In this post we explain a Bayesian approach to inferring the impact of interventions or actions. We show that representing causality within a standard Bayesian approach softens the boundary between tractable and impossible queries and opens up potential new approaches to causal inference. This post is a detailed but informal presentation of our Arxiv papers: Replacing the do calculus with Bayes rule, and Causal inference with Bayes rule - also see our video presentation Bayesian Causality

Causality – what it is and how to infer it – has been one of the most controversial subjects of machine learning and statistics. The recent publication of the Book of Why has re-ignited a long running debate on whether causal inference can be done within the standard Bayesian modelling paradigm or if it requires a fundamentally different approach. This debate began between Pearl and Rubin in the 90’s and continues today – particularly on Andrew Gelman's blog - see Gelman and Pearl. In this post we discuss some of our recent work that aims to bridge this debate.

But first, much disagreement has arisen from differences in terminology – so let’s clarify what we mean by causal inference.
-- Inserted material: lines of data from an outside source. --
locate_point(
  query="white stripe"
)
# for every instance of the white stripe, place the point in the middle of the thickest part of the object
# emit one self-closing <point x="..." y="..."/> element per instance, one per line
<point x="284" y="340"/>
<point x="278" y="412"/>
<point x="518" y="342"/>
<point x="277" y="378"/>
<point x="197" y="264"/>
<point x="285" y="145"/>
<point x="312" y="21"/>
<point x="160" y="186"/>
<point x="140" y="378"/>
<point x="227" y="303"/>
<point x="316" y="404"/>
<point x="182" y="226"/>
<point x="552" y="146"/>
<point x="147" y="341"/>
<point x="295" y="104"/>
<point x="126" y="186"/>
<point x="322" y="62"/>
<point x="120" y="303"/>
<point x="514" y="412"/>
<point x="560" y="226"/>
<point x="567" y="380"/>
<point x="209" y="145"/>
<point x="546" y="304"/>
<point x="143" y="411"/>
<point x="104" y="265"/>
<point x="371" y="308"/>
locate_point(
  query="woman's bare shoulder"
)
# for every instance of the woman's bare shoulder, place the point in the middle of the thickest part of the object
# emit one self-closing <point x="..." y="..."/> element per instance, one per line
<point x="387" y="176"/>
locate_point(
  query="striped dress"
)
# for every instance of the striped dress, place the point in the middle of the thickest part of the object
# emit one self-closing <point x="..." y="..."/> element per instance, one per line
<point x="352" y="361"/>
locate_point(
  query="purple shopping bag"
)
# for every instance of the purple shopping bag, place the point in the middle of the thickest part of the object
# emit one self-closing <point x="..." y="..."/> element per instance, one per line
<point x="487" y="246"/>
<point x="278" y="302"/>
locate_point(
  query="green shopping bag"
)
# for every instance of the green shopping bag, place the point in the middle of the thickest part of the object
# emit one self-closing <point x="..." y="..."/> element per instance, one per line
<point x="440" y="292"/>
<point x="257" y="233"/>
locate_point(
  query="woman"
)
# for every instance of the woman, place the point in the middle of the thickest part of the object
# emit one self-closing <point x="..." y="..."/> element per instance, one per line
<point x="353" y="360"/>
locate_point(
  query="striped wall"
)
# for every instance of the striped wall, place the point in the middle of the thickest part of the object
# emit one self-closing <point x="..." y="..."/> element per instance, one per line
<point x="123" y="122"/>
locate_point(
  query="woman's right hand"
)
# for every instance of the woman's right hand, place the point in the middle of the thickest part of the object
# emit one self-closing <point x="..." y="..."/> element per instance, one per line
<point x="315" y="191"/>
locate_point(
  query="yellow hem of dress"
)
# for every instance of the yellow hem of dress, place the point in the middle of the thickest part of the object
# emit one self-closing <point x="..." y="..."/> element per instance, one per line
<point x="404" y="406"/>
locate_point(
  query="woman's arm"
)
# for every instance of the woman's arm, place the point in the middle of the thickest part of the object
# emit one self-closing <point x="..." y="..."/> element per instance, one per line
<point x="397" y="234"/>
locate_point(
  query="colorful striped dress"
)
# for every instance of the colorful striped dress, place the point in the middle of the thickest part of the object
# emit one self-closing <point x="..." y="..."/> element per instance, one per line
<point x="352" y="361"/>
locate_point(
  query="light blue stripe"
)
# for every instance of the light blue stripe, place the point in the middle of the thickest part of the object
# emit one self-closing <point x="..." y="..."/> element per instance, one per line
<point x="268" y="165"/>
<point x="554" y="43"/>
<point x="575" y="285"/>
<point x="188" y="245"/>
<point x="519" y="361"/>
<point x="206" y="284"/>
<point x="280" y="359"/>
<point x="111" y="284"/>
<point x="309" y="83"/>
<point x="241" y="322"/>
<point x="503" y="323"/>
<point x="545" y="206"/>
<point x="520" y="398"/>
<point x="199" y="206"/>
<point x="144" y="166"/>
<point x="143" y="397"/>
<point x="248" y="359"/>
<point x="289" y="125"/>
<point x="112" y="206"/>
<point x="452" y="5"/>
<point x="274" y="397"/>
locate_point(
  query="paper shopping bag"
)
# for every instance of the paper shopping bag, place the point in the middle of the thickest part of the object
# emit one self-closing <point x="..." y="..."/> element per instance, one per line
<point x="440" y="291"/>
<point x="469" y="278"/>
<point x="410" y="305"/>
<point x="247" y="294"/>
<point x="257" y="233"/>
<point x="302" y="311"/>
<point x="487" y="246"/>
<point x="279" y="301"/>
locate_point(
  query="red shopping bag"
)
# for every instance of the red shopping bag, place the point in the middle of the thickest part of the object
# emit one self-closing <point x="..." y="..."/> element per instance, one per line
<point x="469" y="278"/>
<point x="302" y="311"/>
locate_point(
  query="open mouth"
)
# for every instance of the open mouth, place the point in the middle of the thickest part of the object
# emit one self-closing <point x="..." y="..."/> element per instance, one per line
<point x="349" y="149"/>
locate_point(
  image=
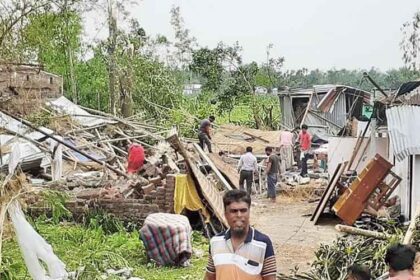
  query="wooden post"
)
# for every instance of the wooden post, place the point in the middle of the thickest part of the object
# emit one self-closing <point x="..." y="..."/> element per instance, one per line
<point x="112" y="23"/>
<point x="200" y="151"/>
<point x="409" y="234"/>
<point x="110" y="167"/>
<point x="359" y="231"/>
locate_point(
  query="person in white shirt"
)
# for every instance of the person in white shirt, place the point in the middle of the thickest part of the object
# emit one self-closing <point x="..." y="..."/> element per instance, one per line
<point x="246" y="167"/>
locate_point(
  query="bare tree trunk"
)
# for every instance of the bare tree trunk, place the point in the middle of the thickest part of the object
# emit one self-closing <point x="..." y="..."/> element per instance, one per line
<point x="73" y="88"/>
<point x="112" y="21"/>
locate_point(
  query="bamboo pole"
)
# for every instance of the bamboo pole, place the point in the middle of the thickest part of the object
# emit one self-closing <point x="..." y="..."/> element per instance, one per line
<point x="200" y="151"/>
<point x="110" y="167"/>
<point x="412" y="227"/>
<point x="359" y="231"/>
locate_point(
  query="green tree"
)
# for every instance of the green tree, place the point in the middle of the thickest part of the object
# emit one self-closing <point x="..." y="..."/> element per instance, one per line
<point x="410" y="43"/>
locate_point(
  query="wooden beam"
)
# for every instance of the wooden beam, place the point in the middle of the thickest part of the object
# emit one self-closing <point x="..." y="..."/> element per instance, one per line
<point x="359" y="231"/>
<point x="216" y="171"/>
<point x="412" y="227"/>
<point x="256" y="137"/>
<point x="230" y="172"/>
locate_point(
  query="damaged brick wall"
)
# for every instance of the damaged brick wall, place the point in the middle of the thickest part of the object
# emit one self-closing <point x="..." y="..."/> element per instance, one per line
<point x="152" y="200"/>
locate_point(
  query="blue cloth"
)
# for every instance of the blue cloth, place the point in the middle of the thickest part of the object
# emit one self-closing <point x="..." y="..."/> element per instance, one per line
<point x="271" y="185"/>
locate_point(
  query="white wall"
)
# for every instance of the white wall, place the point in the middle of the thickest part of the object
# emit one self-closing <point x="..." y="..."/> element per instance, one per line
<point x="415" y="184"/>
<point x="401" y="168"/>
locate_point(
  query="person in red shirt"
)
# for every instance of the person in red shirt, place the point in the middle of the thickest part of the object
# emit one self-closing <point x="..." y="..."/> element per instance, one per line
<point x="136" y="158"/>
<point x="305" y="139"/>
<point x="400" y="259"/>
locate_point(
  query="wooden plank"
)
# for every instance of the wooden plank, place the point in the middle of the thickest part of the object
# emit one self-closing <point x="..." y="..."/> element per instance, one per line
<point x="328" y="192"/>
<point x="210" y="192"/>
<point x="412" y="227"/>
<point x="353" y="201"/>
<point x="359" y="231"/>
<point x="256" y="137"/>
<point x="226" y="169"/>
<point x="307" y="110"/>
<point x="213" y="167"/>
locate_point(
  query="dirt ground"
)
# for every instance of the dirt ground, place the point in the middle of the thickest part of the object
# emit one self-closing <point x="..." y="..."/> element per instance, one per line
<point x="295" y="238"/>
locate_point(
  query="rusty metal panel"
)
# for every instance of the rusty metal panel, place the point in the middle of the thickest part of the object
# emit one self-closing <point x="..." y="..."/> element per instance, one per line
<point x="352" y="203"/>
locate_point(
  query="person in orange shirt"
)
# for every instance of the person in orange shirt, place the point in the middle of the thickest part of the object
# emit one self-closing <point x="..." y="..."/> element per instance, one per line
<point x="400" y="259"/>
<point x="305" y="139"/>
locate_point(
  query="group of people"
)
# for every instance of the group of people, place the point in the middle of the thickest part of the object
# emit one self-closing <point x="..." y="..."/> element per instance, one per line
<point x="244" y="253"/>
<point x="276" y="162"/>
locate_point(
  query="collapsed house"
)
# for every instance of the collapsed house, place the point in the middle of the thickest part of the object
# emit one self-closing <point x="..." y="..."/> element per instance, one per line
<point x="324" y="108"/>
<point x="24" y="87"/>
<point x="388" y="143"/>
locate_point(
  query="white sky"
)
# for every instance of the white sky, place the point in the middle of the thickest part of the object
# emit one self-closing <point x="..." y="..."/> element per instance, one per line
<point x="323" y="34"/>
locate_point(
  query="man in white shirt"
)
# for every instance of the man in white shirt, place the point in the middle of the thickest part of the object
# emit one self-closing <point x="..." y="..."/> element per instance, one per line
<point x="246" y="168"/>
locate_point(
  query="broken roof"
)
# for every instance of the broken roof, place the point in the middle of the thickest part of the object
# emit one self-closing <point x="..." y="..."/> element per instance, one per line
<point x="403" y="130"/>
<point x="235" y="139"/>
<point x="408" y="87"/>
<point x="63" y="105"/>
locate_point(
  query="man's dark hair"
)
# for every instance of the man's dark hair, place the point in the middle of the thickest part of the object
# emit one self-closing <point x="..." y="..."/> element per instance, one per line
<point x="400" y="257"/>
<point x="359" y="272"/>
<point x="268" y="149"/>
<point x="236" y="196"/>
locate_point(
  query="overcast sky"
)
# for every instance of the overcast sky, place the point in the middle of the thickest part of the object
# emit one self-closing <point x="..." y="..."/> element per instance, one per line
<point x="321" y="34"/>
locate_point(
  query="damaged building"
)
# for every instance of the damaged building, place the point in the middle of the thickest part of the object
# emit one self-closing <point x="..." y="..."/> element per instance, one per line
<point x="324" y="108"/>
<point x="25" y="87"/>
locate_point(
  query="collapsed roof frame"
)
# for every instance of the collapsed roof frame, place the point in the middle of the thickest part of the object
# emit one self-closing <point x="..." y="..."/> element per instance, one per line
<point x="324" y="108"/>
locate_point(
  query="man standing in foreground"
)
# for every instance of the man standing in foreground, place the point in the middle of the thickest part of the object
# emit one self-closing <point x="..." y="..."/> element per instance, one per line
<point x="305" y="139"/>
<point x="204" y="133"/>
<point x="247" y="166"/>
<point x="241" y="252"/>
<point x="272" y="171"/>
<point x="400" y="259"/>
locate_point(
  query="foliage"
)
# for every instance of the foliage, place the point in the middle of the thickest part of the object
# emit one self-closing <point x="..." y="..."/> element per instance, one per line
<point x="184" y="42"/>
<point x="96" y="251"/>
<point x="333" y="260"/>
<point x="410" y="44"/>
<point x="55" y="201"/>
<point x="208" y="64"/>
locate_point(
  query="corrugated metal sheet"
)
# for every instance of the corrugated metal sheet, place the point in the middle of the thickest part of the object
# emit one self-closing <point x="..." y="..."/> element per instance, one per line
<point x="403" y="129"/>
<point x="286" y="111"/>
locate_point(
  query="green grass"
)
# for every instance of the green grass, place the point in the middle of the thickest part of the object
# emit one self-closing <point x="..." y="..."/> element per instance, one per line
<point x="96" y="251"/>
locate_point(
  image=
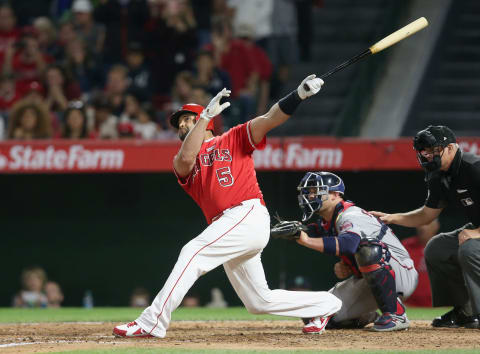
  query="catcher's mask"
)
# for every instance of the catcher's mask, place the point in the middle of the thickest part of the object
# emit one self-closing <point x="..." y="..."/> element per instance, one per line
<point x="319" y="184"/>
<point x="435" y="139"/>
<point x="189" y="108"/>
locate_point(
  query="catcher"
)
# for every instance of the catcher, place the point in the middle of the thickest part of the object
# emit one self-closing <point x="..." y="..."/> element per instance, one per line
<point x="377" y="269"/>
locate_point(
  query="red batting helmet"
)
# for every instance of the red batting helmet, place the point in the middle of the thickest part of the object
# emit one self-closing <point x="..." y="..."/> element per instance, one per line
<point x="189" y="108"/>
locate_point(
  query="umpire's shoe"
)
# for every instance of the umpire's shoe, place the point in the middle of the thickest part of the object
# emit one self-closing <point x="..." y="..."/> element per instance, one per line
<point x="456" y="318"/>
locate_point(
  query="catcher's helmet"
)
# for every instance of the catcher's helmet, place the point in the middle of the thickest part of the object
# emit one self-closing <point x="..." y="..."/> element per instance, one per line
<point x="189" y="108"/>
<point x="431" y="138"/>
<point x="323" y="182"/>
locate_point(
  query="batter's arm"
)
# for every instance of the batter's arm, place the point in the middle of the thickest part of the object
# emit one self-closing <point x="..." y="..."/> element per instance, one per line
<point x="414" y="218"/>
<point x="184" y="161"/>
<point x="283" y="109"/>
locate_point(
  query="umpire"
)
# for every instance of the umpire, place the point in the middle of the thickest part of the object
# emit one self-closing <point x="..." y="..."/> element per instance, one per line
<point x="452" y="258"/>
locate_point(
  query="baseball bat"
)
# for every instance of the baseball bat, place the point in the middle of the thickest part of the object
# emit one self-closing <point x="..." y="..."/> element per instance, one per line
<point x="382" y="44"/>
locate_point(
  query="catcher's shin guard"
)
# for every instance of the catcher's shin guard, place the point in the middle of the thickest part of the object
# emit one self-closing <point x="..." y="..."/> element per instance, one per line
<point x="372" y="258"/>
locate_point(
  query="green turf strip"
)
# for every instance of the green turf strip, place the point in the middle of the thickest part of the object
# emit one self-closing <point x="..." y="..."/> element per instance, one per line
<point x="226" y="351"/>
<point x="125" y="314"/>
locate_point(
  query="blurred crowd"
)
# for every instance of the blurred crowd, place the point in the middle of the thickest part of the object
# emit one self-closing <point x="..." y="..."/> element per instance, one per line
<point x="108" y="69"/>
<point x="37" y="290"/>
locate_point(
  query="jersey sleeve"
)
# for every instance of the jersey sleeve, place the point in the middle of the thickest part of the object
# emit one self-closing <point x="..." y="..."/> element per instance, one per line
<point x="242" y="137"/>
<point x="435" y="198"/>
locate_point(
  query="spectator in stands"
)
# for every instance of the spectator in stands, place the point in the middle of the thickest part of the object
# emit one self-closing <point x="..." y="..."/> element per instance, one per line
<point x="47" y="36"/>
<point x="305" y="34"/>
<point x="263" y="66"/>
<point x="281" y="45"/>
<point x="92" y="33"/>
<point x="415" y="246"/>
<point x="233" y="56"/>
<point x="29" y="120"/>
<point x="138" y="70"/>
<point x="59" y="89"/>
<point x="54" y="294"/>
<point x="172" y="43"/>
<point x="116" y="87"/>
<point x="124" y="22"/>
<point x="81" y="66"/>
<point x="143" y="126"/>
<point x="66" y="35"/>
<point x="140" y="298"/>
<point x="255" y="14"/>
<point x="137" y="118"/>
<point x="28" y="62"/>
<point x="104" y="123"/>
<point x="9" y="32"/>
<point x="75" y="121"/>
<point x="32" y="293"/>
<point x="8" y="93"/>
<point x="209" y="75"/>
<point x="181" y="90"/>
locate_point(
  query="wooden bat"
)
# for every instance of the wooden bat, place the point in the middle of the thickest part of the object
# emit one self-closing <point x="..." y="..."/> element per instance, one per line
<point x="386" y="42"/>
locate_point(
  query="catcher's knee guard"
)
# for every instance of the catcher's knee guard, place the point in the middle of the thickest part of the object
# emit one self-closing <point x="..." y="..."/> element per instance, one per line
<point x="372" y="258"/>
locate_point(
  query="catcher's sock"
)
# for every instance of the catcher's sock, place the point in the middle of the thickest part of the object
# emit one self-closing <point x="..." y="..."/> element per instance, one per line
<point x="400" y="308"/>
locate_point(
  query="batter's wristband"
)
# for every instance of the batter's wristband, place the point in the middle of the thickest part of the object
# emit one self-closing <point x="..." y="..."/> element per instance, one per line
<point x="330" y="245"/>
<point x="290" y="102"/>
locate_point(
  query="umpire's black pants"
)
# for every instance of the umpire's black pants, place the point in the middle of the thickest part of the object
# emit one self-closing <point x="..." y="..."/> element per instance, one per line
<point x="454" y="270"/>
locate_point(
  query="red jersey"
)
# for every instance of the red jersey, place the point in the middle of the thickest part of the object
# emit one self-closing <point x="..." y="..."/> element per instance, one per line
<point x="224" y="173"/>
<point x="422" y="296"/>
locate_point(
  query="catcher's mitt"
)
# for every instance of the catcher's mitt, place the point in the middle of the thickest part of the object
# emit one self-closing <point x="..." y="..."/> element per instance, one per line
<point x="288" y="230"/>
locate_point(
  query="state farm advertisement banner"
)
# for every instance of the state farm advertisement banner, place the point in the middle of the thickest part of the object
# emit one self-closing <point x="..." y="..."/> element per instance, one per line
<point x="299" y="153"/>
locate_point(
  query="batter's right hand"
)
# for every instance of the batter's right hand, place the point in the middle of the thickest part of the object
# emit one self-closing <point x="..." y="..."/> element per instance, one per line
<point x="214" y="108"/>
<point x="386" y="218"/>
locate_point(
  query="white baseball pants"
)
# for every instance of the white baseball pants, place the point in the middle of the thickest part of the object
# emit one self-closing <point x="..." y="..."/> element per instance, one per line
<point x="236" y="240"/>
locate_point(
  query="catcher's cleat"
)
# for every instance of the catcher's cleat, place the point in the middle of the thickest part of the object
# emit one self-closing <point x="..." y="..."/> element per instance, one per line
<point x="130" y="330"/>
<point x="391" y="322"/>
<point x="316" y="325"/>
<point x="388" y="322"/>
<point x="456" y="318"/>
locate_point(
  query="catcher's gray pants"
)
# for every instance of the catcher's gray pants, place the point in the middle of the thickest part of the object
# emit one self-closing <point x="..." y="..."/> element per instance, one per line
<point x="357" y="298"/>
<point x="454" y="270"/>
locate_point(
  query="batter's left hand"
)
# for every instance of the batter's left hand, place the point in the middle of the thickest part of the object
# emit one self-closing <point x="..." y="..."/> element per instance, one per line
<point x="214" y="108"/>
<point x="467" y="234"/>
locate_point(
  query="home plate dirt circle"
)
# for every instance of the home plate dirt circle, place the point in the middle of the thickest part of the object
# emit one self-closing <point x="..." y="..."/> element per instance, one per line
<point x="259" y="335"/>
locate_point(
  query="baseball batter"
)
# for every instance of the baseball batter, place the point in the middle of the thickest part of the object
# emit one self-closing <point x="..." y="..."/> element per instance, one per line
<point x="218" y="173"/>
<point x="378" y="267"/>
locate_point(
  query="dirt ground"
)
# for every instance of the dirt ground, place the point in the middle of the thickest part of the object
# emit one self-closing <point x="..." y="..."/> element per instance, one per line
<point x="48" y="337"/>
(Observational) causal inference: estimating the impact of an action or intervention in some system from data collected without directly testing the intervention.

Observational causal inference example: estimate what the average reading level of five year-olds would be if all children attended three days of pre-school, based on historical data on pre-school attendance and subsequent reading ability (noting that currently the decision as to whether or not to attend preschool is made by the kid's parents) .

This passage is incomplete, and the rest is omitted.